Come on, baby, let's move

PREGNANT women are no longer considered ''too delicate'' to exercise, and exercise during pregnancy is considered extremely beneficial. Not only can it help reduce complications during pregnancy but it can also help in a safer, sometimes easier labour.

Institute of Fitness Professional owner Lee Archer, who has designed a "Pop Fit" exercise programme at Virgin Active for expectant and new mums, suggests the following:

  • Regular exercise three to five times a week is preferable to occasional activity;
  • Swimming, stationary cycling and brisk walking;
  • Exercise sessions should be preceded by a five-minute muscle warm-up, such as slow walking or stationary cycling at low resistance;
  • Exercise should be done on a safe surface, such as a wooden floor or tightly carpeted surface;
  • Moderate to intense aerobic activity should be limited to 15 to 20 minutes.
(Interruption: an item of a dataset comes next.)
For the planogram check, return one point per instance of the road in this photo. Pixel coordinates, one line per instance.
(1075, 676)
Lower intensity activities may be conducted continuously over a longer period, but should not exceed 45 minutes;
Care should be taken to rise from the floor gradually so as to avoid an abrupt drop in blood pressure;
  • Exercise sessions should be followed by a brief cool-down period of gradually declining activity that includes gentle stationary stretching. Stretches should not be taken to the maximum resistance;
  • A pregnant woman should consume enough calories to meet the needs of her pregnancy (300 extra calories a day) as well as her exercise programme;
  • Avoid exercises that involve lying on your back after the fourth month, that is, after the first trimester, as the pregnant uterus may compress the aorta and cause a decrease of blood flow to the foetus. The same goes for any exercises that compress the tummy area.